Два крыла у Михайлова — любовь и литература. Он благодарил судьбу за то, что она дала ему в руки перо, а с ним и в неволе легче, даже в остроге бывают минуты счастья. К ночи, когда утихала тюрьма, он садился к свече и писал роман. Он назвал его, как и мечтал когда-то, «Вместе». Писал о всей своей прежней жизни, о России и загранице, о любви и борьбе за свободу…
Пошла третья неделя пребывания его в Тобольске, а распоряжения об отправке все еще не поступало. Он беспокоился, как бы не погнали его в партии с кандальниками. Возок его стоял под навесом в том же дворянском отделении и служил поводом для разных толков.
Крупскому готовила обеды пожилая кухарка из здешних, приносила обед в нумер и любила поболтать с Крупским, хотя по-русски он говорил плохо. А Михайлова сторонилась сначала, потом призналась: в остроге считают его несметным богачом — вон в каком возке прибыл — и очень строгим барином — царя хотел убить, а разве царь виноват?
Если бы не каторга, не видать бы ему всю жизнь такой собственности. Однако не поверит кухарка, что возок ему миром собран, не убедишь ее.
«Разве царь виноват?» Стоит мужичок в рванье, с тоской глядит за ворота острога, ждет свою дочь, маленькую девочку. Ее не вписали в бумаги и осталась она на воле одна-одинешенька. «Вчера вышел к воротам, она стоит там, продрогла вся. «Тятенька, я, говорит, поисть хочу». Хорошо еще вышел я в пору, дал ей калачика…» Разве царь виноват? Народу царь благодетель, а первый враг для людей — бумага, как написано в ней, так и живи.

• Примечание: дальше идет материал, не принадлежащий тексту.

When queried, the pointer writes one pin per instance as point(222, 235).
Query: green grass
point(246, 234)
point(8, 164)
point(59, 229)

Сидят в женском отделении две бабы-поделышцы. У одной сдохла корова, порченная колдуньей. Но и колдуньи смертны, похоронили старую ведьму. А порча осталась. Тогда бабы разрыли ее могилу и вбили в труп осиновый кол, свято веря, что только так можно избавить деревню от порчи. «Разве царь виноват?»
По вечерам, когда утихал в коридоре говор и острог отходил ко сну, в дальнем конце отделения тонким хрустальным голосом запевал ирмосы Андрюша-скопец из Березова, давний посиделец с каким-то темным делом.
В ночной тишине Михайлов садился за роман.
— Блаже-ен муж, иже не и-иде на совет нечестивых, — пел Андрюша-скопец словно из поднебесья.